The American historian and political scientist James MacGregor Burns’ (1918-2014) academic research on leadership helped to develop Leadership Studies as a field. His publication of Leadership, originally in 1978 (Burns 2005) was one of the seminal publications in the field, establishing the basis for concepts such as Transforming Leadership (later extended as “transformational leadership” by Bass (Bass 1985)) and Transactional Leadership. These studies, alongside his substantial historical work focusing on American presidents and the American Presidency (Burns 1960, 1966, 1976, 1984), established his reputation as “the most important founder of leadership studies” (Goethals 2016, 1), and through his associations and collaborations with figures such as presidential historians Michael Beschloss and Edward Larson, and leadership writers such as Jack Pelatson, Thomas Cronin, Susan Dunn, and Georgia Sorenson, Burns has had considerable long-term influence. His institutional importance can be seen in the creation of the James MacGregor Burns Academy of Leadership that was originally based at the University of Maryland, College Park and is now based at the University of Cambridge in England. And when the journal Leadership was launched in 2005, Burns provided a two page endorsement for the publication, writing that the new journal would become ‘an indispensable tool for understanding leadership as a central force in human affairs, as well as an often baffling causal factor in history’ (Burns 2005, 11). Unlike other notable management theorists, however, Burns has not yet been the subject of critical re-assessment, or placed into historical, political, or theoretical context. Burns is therefore of interest to the history of business and management in two principal ways. First, in terms of the contribution of his ideas to the field of Leadership Studies, and second with reference to the ways in which he used history as a means to develop leadership theory (i.e., a form of management knowledge/theory).

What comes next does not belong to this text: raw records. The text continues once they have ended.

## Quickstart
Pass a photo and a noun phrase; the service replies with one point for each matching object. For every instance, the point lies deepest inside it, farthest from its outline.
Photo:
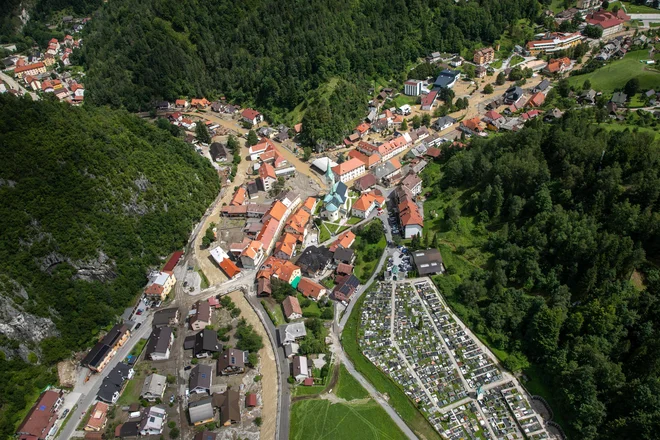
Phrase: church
(335, 203)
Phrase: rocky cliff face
(20, 331)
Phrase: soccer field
(615, 74)
(321, 419)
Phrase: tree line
(570, 211)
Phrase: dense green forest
(75, 183)
(570, 226)
(271, 53)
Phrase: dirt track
(268, 369)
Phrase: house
(98, 417)
(428, 262)
(447, 79)
(205, 435)
(345, 288)
(619, 98)
(200, 379)
(314, 260)
(252, 255)
(267, 176)
(283, 270)
(113, 382)
(292, 332)
(542, 86)
(232, 361)
(610, 23)
(153, 421)
(311, 289)
(513, 94)
(250, 400)
(160, 286)
(29, 69)
(554, 42)
(480, 72)
(345, 240)
(344, 269)
(160, 341)
(291, 308)
(206, 343)
(153, 387)
(239, 197)
(413, 87)
(344, 255)
(559, 65)
(413, 183)
(484, 56)
(536, 100)
(202, 316)
(349, 170)
(364, 206)
(41, 418)
(201, 412)
(99, 356)
(263, 287)
(300, 370)
(229, 405)
(410, 218)
(365, 182)
(428, 100)
(252, 116)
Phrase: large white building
(349, 170)
(412, 87)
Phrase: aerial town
(235, 326)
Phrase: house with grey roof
(154, 387)
(200, 379)
(201, 412)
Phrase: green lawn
(397, 398)
(132, 391)
(364, 266)
(348, 387)
(320, 419)
(515, 60)
(615, 74)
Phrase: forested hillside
(90, 199)
(571, 234)
(270, 53)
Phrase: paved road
(15, 85)
(89, 389)
(377, 397)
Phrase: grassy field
(615, 74)
(321, 419)
(397, 398)
(363, 269)
(296, 115)
(348, 387)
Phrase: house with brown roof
(364, 206)
(202, 316)
(252, 116)
(291, 308)
(311, 289)
(229, 405)
(231, 361)
(40, 419)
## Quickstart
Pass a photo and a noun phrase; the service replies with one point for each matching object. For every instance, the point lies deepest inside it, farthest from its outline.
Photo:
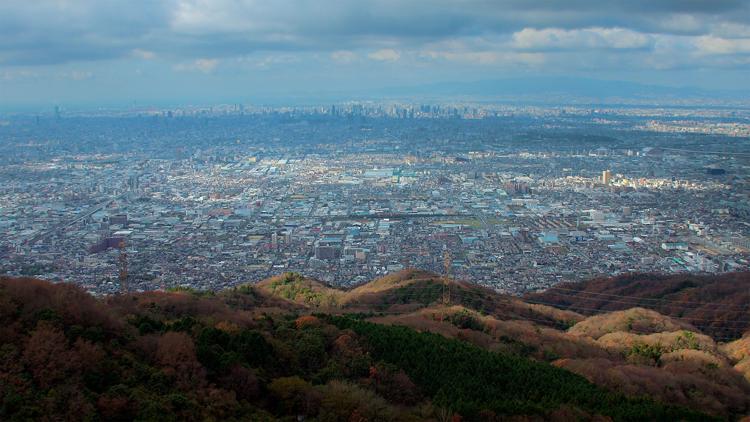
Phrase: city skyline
(188, 51)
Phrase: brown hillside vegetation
(408, 291)
(718, 305)
(188, 355)
(635, 351)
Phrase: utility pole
(122, 261)
(448, 264)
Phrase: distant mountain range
(562, 90)
(409, 346)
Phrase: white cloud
(385, 55)
(199, 65)
(716, 45)
(487, 57)
(344, 56)
(143, 54)
(601, 38)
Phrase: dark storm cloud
(46, 31)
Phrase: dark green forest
(65, 355)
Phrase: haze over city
(285, 52)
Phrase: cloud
(252, 35)
(722, 46)
(143, 54)
(199, 65)
(385, 55)
(344, 56)
(553, 38)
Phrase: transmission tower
(447, 263)
(122, 262)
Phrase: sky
(202, 51)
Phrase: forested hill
(718, 305)
(244, 355)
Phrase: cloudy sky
(106, 51)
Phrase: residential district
(516, 198)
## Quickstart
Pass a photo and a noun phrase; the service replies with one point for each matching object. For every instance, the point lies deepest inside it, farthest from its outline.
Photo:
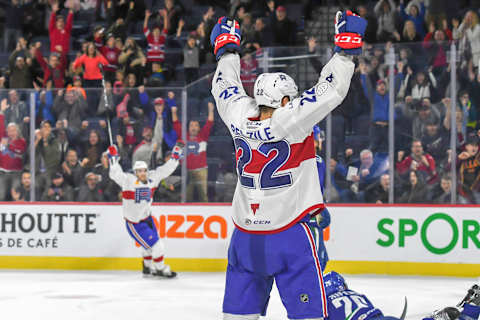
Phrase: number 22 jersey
(278, 184)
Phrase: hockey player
(137, 193)
(348, 304)
(278, 189)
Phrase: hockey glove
(177, 151)
(225, 37)
(349, 31)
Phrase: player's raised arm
(116, 173)
(226, 85)
(167, 169)
(334, 82)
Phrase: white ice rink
(61, 295)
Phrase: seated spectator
(143, 151)
(12, 153)
(468, 163)
(47, 153)
(19, 64)
(53, 70)
(70, 106)
(72, 169)
(59, 31)
(191, 59)
(22, 192)
(378, 192)
(156, 38)
(416, 189)
(58, 190)
(196, 145)
(284, 30)
(436, 140)
(385, 12)
(90, 192)
(43, 106)
(414, 13)
(442, 192)
(417, 161)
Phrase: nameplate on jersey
(253, 133)
(143, 194)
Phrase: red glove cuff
(348, 40)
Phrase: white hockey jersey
(138, 196)
(278, 183)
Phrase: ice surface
(61, 295)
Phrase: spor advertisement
(361, 239)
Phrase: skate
(164, 273)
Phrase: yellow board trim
(220, 265)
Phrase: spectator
(469, 110)
(469, 35)
(284, 30)
(385, 12)
(191, 59)
(91, 61)
(47, 153)
(54, 70)
(417, 161)
(379, 129)
(92, 149)
(58, 190)
(72, 107)
(133, 60)
(59, 31)
(414, 13)
(13, 23)
(196, 144)
(416, 189)
(90, 192)
(15, 110)
(469, 172)
(378, 192)
(72, 169)
(43, 106)
(19, 64)
(156, 38)
(143, 151)
(22, 192)
(12, 153)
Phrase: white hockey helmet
(270, 88)
(140, 165)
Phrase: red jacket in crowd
(156, 47)
(91, 71)
(57, 75)
(196, 146)
(60, 37)
(11, 155)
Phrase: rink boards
(381, 239)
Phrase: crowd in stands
(62, 49)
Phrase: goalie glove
(177, 151)
(225, 37)
(349, 31)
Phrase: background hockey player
(345, 303)
(137, 194)
(322, 220)
(278, 189)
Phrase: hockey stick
(107, 107)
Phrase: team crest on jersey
(142, 194)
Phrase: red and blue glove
(177, 151)
(225, 37)
(349, 32)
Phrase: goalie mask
(270, 88)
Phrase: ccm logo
(348, 39)
(191, 226)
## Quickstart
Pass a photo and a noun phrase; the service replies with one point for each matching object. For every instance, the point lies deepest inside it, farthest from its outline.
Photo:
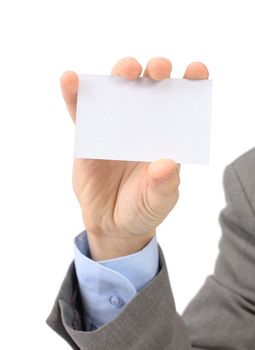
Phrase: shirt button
(116, 300)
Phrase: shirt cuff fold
(106, 286)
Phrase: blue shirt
(106, 286)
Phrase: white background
(39, 213)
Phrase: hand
(123, 202)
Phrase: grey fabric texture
(221, 316)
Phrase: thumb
(163, 182)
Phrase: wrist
(104, 247)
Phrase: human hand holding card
(143, 120)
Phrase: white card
(143, 120)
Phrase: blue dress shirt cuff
(106, 286)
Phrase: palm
(113, 196)
(120, 198)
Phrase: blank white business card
(143, 120)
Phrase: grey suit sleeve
(219, 317)
(222, 314)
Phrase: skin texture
(123, 202)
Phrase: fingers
(158, 68)
(196, 70)
(128, 68)
(69, 85)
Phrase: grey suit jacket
(221, 316)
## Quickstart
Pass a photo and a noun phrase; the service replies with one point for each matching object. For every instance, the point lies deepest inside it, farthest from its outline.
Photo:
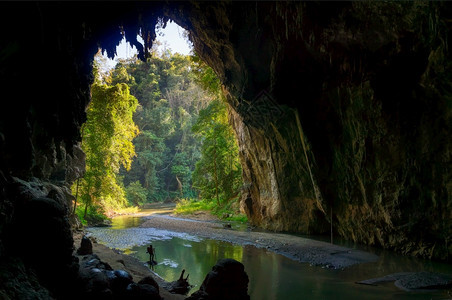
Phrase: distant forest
(156, 131)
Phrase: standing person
(151, 252)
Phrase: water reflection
(272, 276)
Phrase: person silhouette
(151, 251)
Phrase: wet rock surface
(99, 281)
(227, 280)
(86, 246)
(411, 281)
(340, 110)
(297, 248)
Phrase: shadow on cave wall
(342, 107)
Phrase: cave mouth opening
(178, 139)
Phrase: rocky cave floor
(300, 249)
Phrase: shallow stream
(272, 276)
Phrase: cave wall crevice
(338, 107)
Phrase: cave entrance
(157, 131)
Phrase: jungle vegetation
(157, 131)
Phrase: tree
(107, 141)
(218, 172)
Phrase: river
(272, 276)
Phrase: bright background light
(171, 37)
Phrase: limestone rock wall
(342, 110)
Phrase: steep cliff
(341, 109)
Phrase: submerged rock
(180, 286)
(227, 280)
(410, 281)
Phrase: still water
(272, 276)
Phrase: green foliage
(136, 194)
(94, 215)
(170, 101)
(107, 142)
(218, 173)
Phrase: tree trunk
(216, 172)
(76, 196)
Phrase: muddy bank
(120, 261)
(300, 249)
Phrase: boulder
(227, 280)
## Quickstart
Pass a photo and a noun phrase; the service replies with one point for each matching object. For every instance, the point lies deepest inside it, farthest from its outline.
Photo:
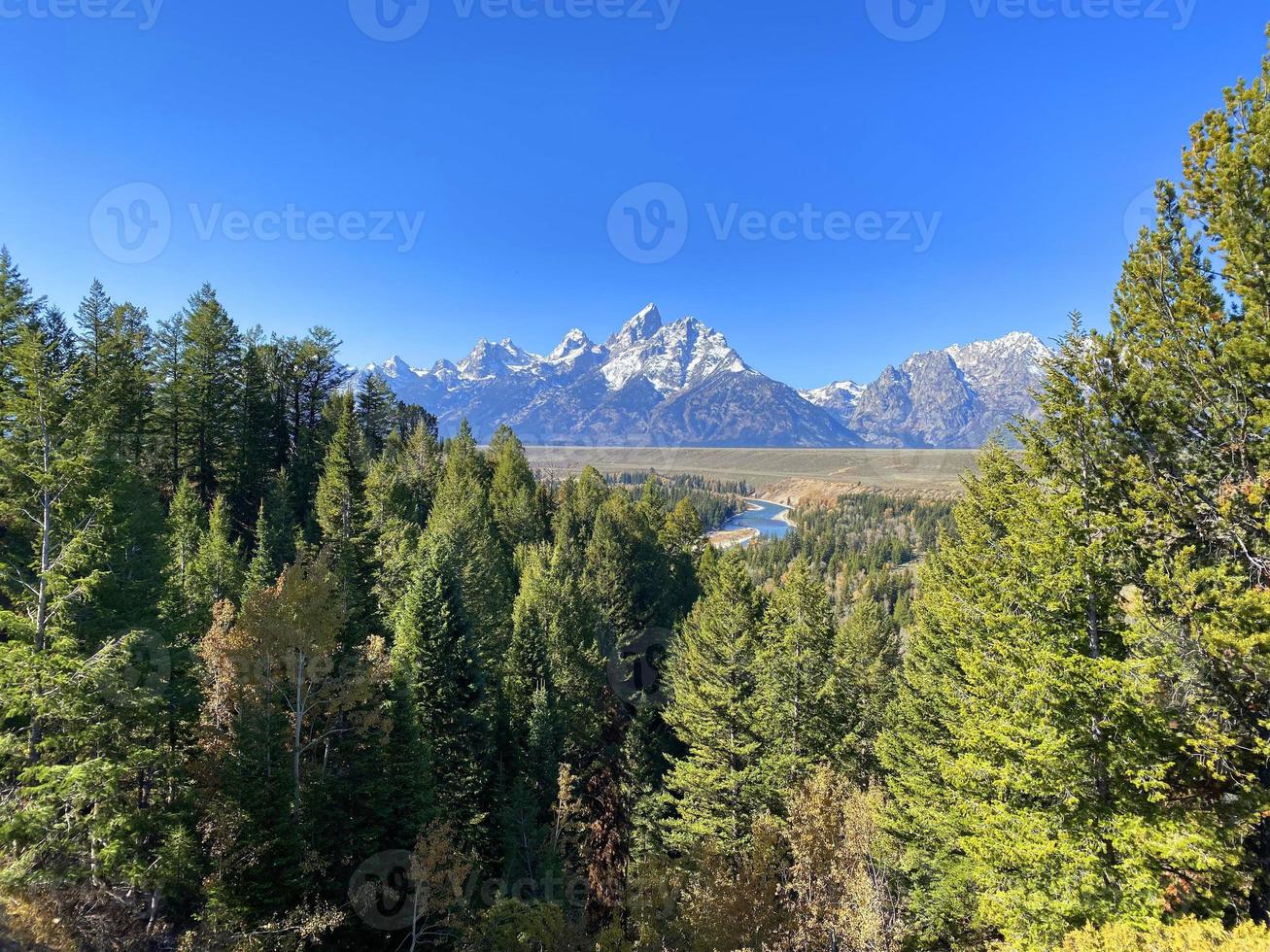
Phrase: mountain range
(682, 384)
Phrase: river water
(762, 517)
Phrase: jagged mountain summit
(682, 384)
(954, 397)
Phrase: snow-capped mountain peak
(837, 397)
(823, 395)
(573, 344)
(394, 367)
(489, 359)
(1016, 359)
(639, 327)
(656, 384)
(672, 357)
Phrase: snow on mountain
(670, 357)
(954, 397)
(683, 384)
(839, 398)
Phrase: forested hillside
(280, 669)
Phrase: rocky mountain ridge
(682, 384)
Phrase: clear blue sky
(1029, 136)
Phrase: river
(764, 517)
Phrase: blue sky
(847, 197)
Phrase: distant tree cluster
(715, 500)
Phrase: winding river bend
(762, 517)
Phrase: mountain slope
(682, 384)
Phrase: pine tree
(216, 571)
(868, 658)
(211, 375)
(376, 410)
(715, 786)
(437, 671)
(93, 319)
(340, 510)
(170, 410)
(794, 674)
(513, 493)
(463, 521)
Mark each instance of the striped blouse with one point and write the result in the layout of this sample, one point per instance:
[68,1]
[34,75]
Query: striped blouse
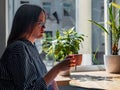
[22,68]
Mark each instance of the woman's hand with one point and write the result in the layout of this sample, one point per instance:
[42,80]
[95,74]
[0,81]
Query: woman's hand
[67,63]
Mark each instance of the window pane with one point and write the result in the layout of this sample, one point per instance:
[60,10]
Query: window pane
[98,44]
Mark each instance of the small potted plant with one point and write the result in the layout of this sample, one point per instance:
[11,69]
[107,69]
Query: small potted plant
[112,62]
[65,43]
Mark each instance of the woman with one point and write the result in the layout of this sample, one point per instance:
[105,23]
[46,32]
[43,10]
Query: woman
[21,66]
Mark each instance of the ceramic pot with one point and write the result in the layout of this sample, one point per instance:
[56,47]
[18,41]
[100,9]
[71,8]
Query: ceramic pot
[112,63]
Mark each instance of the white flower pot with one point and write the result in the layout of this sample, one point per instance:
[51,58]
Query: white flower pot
[112,63]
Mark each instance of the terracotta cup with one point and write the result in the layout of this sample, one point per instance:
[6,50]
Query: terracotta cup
[78,58]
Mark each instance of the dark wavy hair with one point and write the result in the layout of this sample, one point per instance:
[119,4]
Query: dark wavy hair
[25,18]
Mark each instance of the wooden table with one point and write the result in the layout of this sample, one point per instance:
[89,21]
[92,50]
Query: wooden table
[95,80]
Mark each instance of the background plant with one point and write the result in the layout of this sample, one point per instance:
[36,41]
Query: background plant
[114,26]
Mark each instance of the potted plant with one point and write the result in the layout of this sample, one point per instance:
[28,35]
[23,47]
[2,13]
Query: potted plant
[112,62]
[65,43]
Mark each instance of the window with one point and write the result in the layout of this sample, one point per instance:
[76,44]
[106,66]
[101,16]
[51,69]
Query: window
[98,43]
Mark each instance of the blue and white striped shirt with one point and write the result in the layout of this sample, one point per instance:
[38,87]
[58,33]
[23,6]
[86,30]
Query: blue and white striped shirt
[22,68]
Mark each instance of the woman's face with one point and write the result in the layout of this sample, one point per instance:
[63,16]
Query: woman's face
[38,30]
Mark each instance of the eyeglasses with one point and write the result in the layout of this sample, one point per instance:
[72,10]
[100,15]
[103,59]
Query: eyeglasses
[42,24]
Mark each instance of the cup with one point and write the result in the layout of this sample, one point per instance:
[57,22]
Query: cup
[78,59]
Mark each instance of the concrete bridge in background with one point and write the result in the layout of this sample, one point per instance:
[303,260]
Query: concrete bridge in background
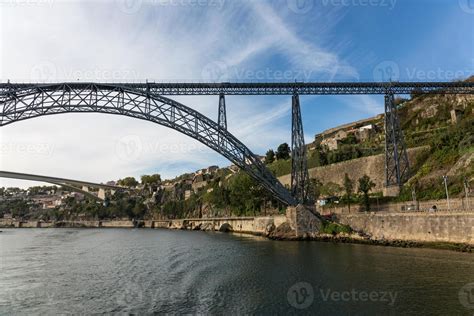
[74,185]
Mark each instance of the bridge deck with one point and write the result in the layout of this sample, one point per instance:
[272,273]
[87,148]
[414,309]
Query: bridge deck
[267,88]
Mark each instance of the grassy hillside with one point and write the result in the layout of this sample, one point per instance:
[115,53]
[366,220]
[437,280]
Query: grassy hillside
[425,120]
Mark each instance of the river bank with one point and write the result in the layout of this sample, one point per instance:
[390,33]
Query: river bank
[447,230]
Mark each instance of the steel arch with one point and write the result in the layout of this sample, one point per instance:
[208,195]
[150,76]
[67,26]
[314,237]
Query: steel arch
[34,101]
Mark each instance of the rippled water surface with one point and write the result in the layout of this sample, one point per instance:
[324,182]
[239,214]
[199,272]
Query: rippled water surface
[52,271]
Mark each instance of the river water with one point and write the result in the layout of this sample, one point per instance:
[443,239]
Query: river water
[142,271]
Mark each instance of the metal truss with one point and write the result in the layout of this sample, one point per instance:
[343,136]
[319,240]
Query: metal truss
[303,88]
[299,166]
[17,104]
[222,117]
[396,158]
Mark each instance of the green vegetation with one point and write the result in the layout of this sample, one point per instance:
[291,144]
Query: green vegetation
[365,186]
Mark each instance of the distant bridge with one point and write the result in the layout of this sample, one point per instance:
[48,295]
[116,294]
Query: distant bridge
[73,185]
[21,101]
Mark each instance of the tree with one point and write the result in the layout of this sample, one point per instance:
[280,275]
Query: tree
[365,185]
[315,188]
[128,182]
[349,189]
[270,156]
[330,189]
[283,151]
[154,179]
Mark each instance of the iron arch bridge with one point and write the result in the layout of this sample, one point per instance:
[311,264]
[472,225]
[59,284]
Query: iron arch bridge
[21,101]
[26,103]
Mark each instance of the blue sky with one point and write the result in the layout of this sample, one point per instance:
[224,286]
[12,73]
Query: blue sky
[213,40]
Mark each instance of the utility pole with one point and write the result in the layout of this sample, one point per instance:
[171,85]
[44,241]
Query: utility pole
[466,190]
[445,179]
[413,195]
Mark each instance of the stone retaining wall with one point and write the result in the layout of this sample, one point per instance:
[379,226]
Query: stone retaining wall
[452,227]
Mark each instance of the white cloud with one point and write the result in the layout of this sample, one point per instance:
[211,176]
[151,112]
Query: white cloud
[93,41]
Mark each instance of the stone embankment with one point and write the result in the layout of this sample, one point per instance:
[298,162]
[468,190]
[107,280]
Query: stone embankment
[448,230]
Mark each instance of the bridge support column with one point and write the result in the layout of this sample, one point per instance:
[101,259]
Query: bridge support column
[396,158]
[299,166]
[222,116]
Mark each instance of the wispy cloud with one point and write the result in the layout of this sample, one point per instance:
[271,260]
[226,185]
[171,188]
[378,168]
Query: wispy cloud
[93,41]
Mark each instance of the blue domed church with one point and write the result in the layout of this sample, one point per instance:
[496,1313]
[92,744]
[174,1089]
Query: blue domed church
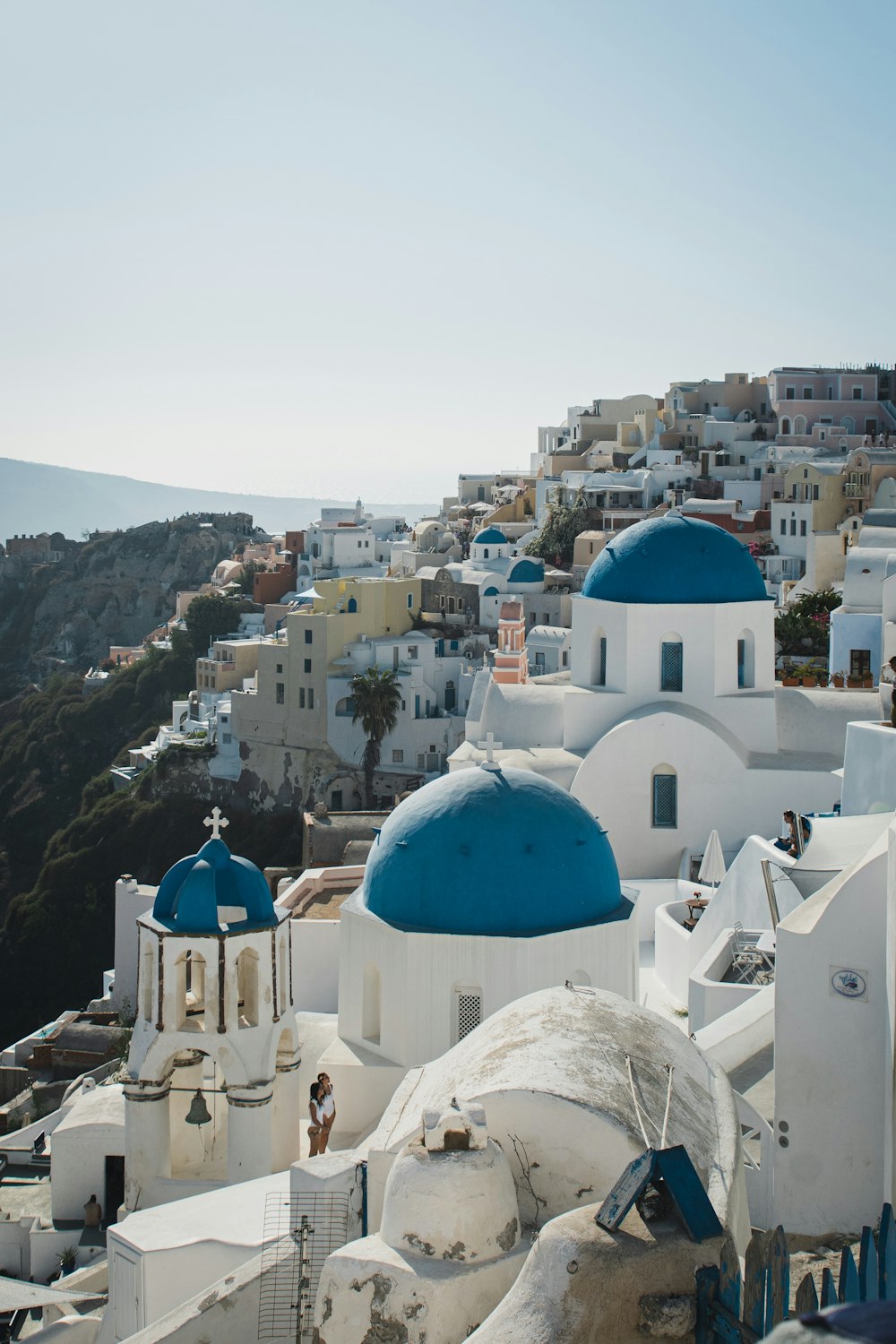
[481,887]
[669,723]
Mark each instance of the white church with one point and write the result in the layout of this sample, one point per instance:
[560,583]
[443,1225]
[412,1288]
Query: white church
[669,722]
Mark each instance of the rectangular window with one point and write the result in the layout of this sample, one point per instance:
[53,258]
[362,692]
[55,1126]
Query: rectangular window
[665,801]
[670,667]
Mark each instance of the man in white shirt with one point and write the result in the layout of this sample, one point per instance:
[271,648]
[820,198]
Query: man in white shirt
[330,1110]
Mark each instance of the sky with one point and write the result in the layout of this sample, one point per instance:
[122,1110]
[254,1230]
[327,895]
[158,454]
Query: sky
[360,246]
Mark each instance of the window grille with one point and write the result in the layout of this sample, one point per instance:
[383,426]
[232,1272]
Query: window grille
[665,800]
[469,1013]
[670,672]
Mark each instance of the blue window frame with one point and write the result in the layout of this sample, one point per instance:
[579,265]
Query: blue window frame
[670,667]
[665,801]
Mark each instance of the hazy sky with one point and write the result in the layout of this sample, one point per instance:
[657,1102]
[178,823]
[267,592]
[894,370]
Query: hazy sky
[314,249]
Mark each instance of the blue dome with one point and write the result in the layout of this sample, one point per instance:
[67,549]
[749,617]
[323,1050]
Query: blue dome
[193,890]
[492,851]
[527,572]
[677,561]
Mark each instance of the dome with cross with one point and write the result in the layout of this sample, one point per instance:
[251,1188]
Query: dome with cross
[492,851]
[214,892]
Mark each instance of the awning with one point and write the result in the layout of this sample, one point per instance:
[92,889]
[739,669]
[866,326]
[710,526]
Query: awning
[18,1296]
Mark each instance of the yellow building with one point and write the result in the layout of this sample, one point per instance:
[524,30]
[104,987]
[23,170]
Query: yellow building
[289,706]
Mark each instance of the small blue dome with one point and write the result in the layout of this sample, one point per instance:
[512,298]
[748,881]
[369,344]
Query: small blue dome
[676,561]
[193,890]
[492,852]
[527,572]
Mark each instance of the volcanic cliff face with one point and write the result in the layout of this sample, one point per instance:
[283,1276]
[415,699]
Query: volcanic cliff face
[115,589]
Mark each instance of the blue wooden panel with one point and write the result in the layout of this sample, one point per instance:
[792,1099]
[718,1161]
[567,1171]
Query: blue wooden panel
[887,1255]
[630,1185]
[755,1277]
[828,1289]
[692,1203]
[868,1271]
[848,1288]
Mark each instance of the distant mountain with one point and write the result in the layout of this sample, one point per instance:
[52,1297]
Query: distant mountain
[58,499]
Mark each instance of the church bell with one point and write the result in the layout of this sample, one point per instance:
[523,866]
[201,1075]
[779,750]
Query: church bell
[198,1113]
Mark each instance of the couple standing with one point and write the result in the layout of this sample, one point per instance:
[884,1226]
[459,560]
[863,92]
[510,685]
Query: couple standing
[323,1112]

In this paper I explore how Burns used historical research–both his own and that of others–– as a means of establishing an empirical base from which conceptual insights and theoretical advances could be established. As such, his methods have an analogue in the recent move to develop management theory from historical inquiry, sometimes referred to as ‘historical organization studies’ (Maclean, Harvey, and Clegg 2016). As such, the historiographical and theoretical operations performed by Burns will provide insights into how management and leadership scholars may proceed with the task of rendering theory from history, itself an potentially important contribution. The paper uses primary data collected via archival research using the personal papers and research materials of Burns at Williams College in Massachusetts (where he spent his working life). A close reading of Burns’ working notes, draft manuscripts, and especially his use of diagrams, allow us to discuss Burns’ method, providing insight into the process of conceptualisation and theorisation.
Speaker
University of York
Simon Mollan is Reader in Management, School for Business and Society, University of York where he is Director of Postgraduate Research, and Director of the Centre for Contemporary Business History and Society.